Representative Barney Frank proposed dropping a proposal, drawn up by Senator Al Franken, to create a government panel that would act as an intermediary between debt issuers and credit rating agencies for new structured securities.
Instead of setting up the panel, Frank called for commissioning a Securities and Exchange Commission study of the ratings agency industry, perceptions that it suffers from an inherent conflict of interest, and what to do about it.
A spokeswoman for Senator Franken said in a statement that Frank's counter-offer was "very concerning."
"We don't believe a study is necessary. We know what went wrong with Wall Street's credit rating system -- conflicts of interest eroded it by rewarding cozy relationships instead of accuracy," said Franken spokeswoman Jess McIntosh.
"And we know how to fix it -- the Franken amendment that passed the Senate with broad bipartisan support," she said.
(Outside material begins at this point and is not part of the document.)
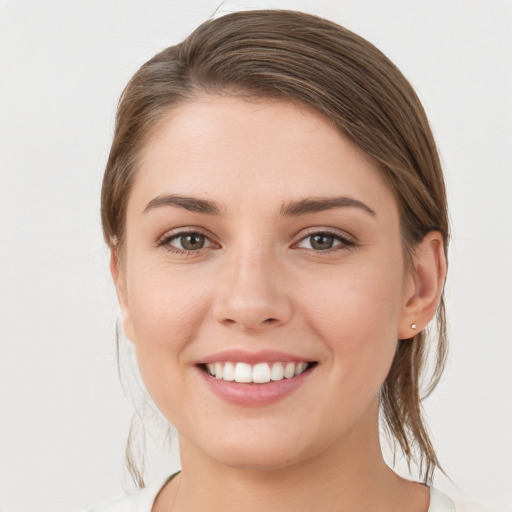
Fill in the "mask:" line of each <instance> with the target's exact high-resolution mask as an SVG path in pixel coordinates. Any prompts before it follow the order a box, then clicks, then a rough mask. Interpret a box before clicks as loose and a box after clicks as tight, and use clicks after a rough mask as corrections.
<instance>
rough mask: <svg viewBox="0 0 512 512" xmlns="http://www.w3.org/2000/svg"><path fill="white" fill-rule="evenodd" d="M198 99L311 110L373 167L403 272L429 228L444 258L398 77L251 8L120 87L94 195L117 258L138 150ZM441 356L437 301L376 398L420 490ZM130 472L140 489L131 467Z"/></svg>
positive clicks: (284, 18) (370, 54)
mask: <svg viewBox="0 0 512 512" xmlns="http://www.w3.org/2000/svg"><path fill="white" fill-rule="evenodd" d="M205 94H213V95H229V96H239V97H246V98H256V99H268V100H274V99H275V100H281V101H283V100H284V101H291V102H296V103H299V104H301V105H305V106H307V107H309V108H312V109H314V110H315V111H316V112H318V113H320V114H321V115H323V116H324V117H325V118H327V119H328V120H330V122H331V123H332V124H333V125H334V126H335V127H336V128H337V129H338V130H339V131H340V132H341V133H342V134H343V135H344V136H346V137H347V138H348V139H350V140H351V141H353V142H354V143H355V144H357V146H359V148H360V149H361V150H362V151H363V152H364V153H366V154H367V155H368V156H370V157H371V158H372V159H373V161H374V162H376V163H377V165H378V167H379V168H380V169H381V172H382V175H383V176H384V177H385V179H386V181H387V183H388V186H389V187H390V190H391V191H392V192H393V194H394V197H395V198H396V201H397V204H398V207H399V213H400V223H401V236H402V246H403V250H404V254H405V256H406V261H407V262H408V264H409V265H412V258H411V255H412V254H413V253H414V250H415V247H416V246H417V244H418V243H419V242H420V241H421V240H422V239H423V237H424V236H425V235H426V234H427V233H428V232H429V231H432V230H435V231H439V232H440V233H441V234H442V237H443V240H444V247H445V252H446V250H447V247H448V238H449V226H448V215H447V205H446V192H445V185H444V179H443V173H442V168H441V164H440V160H439V156H438V152H437V148H436V144H435V141H434V138H433V135H432V132H431V129H430V126H429V123H428V120H427V117H426V115H425V112H424V109H423V107H422V105H421V102H420V100H419V99H418V96H417V95H416V93H415V92H414V90H413V88H412V87H411V85H410V84H409V82H408V81H407V79H406V78H405V77H404V76H403V74H402V73H401V72H400V71H399V70H398V68H397V67H396V66H395V65H394V64H393V63H392V62H391V61H390V60H389V59H388V58H387V57H386V56H385V55H384V54H383V53H382V52H381V51H380V50H378V49H377V48H376V47H375V46H374V45H372V44H371V43H369V42H368V41H366V40H365V39H363V38H361V37H360V36H358V35H356V34H354V33H353V32H351V31H349V30H347V29H345V28H343V27H341V26H339V25H337V24H335V23H333V22H330V21H328V20H325V19H322V18H319V17H317V16H314V15H310V14H305V13H301V12H294V11H286V10H258V11H244V12H236V13H231V14H228V15H225V16H222V17H220V18H216V19H210V20H208V21H206V22H205V23H203V24H202V25H200V26H199V27H198V28H197V29H196V30H195V31H194V32H193V33H192V34H191V35H190V36H188V37H187V38H186V39H185V40H184V41H183V42H182V43H180V44H177V45H175V46H171V47H169V48H167V49H165V50H163V51H162V52H160V53H158V54H157V55H155V56H154V57H153V58H152V59H151V60H149V61H148V62H146V63H145V64H144V65H143V66H142V67H141V68H140V69H139V70H138V71H137V72H136V73H135V75H134V76H133V78H132V79H131V80H130V82H129V83H128V85H127V86H126V88H125V89H124V91H123V93H122V95H121V98H120V101H119V105H118V111H117V116H116V126H115V133H114V138H113V143H112V147H111V151H110V155H109V158H108V163H107V166H106V170H105V175H104V180H103V188H102V195H101V215H102V223H103V230H104V236H105V240H106V242H107V244H108V245H109V246H110V247H112V248H115V249H116V250H117V251H118V252H119V253H121V256H120V257H121V259H122V247H123V241H124V225H125V222H126V219H125V217H126V205H127V201H128V197H129V194H130V189H131V185H132V183H133V180H134V178H135V176H136V173H137V167H138V161H139V158H140V155H141V150H142V149H143V148H144V145H145V144H146V143H147V141H148V138H149V137H150V136H151V134H152V132H153V131H154V130H155V129H156V128H157V126H158V124H159V122H160V121H161V120H163V118H164V117H165V116H166V115H167V114H168V113H169V112H170V110H172V109H173V108H175V107H177V106H179V105H180V104H183V103H185V102H190V101H193V100H194V98H198V97H199V96H204V95H205ZM312 172H314V171H312ZM446 353H447V338H446V315H445V307H444V299H443V297H442V296H441V300H440V304H439V307H438V310H437V313H436V325H435V326H432V327H430V328H427V329H425V330H423V331H421V332H419V333H417V334H415V335H414V336H413V337H412V338H409V339H405V340H397V348H396V353H395V356H394V360H393V362H392V366H391V369H390V371H389V374H388V376H387V378H386V380H385V382H384V384H383V386H382V388H381V391H380V414H381V425H382V428H383V431H384V433H385V434H386V435H387V437H388V439H389V440H390V441H391V444H392V446H393V448H394V449H395V454H396V453H397V452H396V449H397V448H398V449H399V450H401V452H402V453H403V455H404V456H405V459H406V460H407V462H408V463H409V464H411V463H412V464H414V465H416V466H417V468H418V472H419V477H420V479H421V480H422V481H424V482H425V483H430V482H431V481H432V478H433V473H434V470H435V469H436V467H440V464H439V460H438V458H437V456H436V452H435V450H434V447H433V444H432V442H431V439H430V437H429V434H428V429H427V427H426V424H425V421H424V418H423V414H422V405H421V401H422V399H423V398H424V397H425V396H427V395H428V394H430V392H431V391H432V390H433V388H434V387H435V386H436V384H437V383H438V381H439V379H440V377H441V374H442V371H443V368H444V364H445V360H446ZM427 359H428V360H429V365H427V364H426V363H427ZM128 460H129V461H132V459H131V458H130V454H128ZM129 466H131V468H130V470H131V472H132V474H133V475H134V476H135V477H136V478H137V479H139V483H140V482H143V481H142V479H141V475H140V474H138V472H137V469H136V467H135V466H134V465H133V464H132V462H129Z"/></svg>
Credit rating agencies were widely criticized for their role in the 2007-2009 financial crisis for badly over-rating subprime mortgage-backed securities that later imploded, triggering a credit crisis that brought Wall Street to its knees. The crisis tipped the U.S. economy into a deep recession, led to massive taxpayer bailouts of Wall Street banks and unleashed a wave of financial reform initiatives worldwide.
Lawmakers will also battle over a House provision that would require private equity fund managers to register with the SEC and open up their books to periodic examinations. The Senate bill exempts buyout shops, but both bills would require hedge fund managers to register with the agency.
On Monday, the House proposed changing the Senate bill with a provision that would eliminate the Senate exemption of private equity firms. The House proposal also would exempt hedge fund managers with less than $150 million from federal registration but have state regulators oversee smaller funds. That provision, if approved, would change the underlying Senate bill that only exempts funds with $100 million in assets from federal registration. With the Senate bill, smaller funds would also need to fall under state regulation.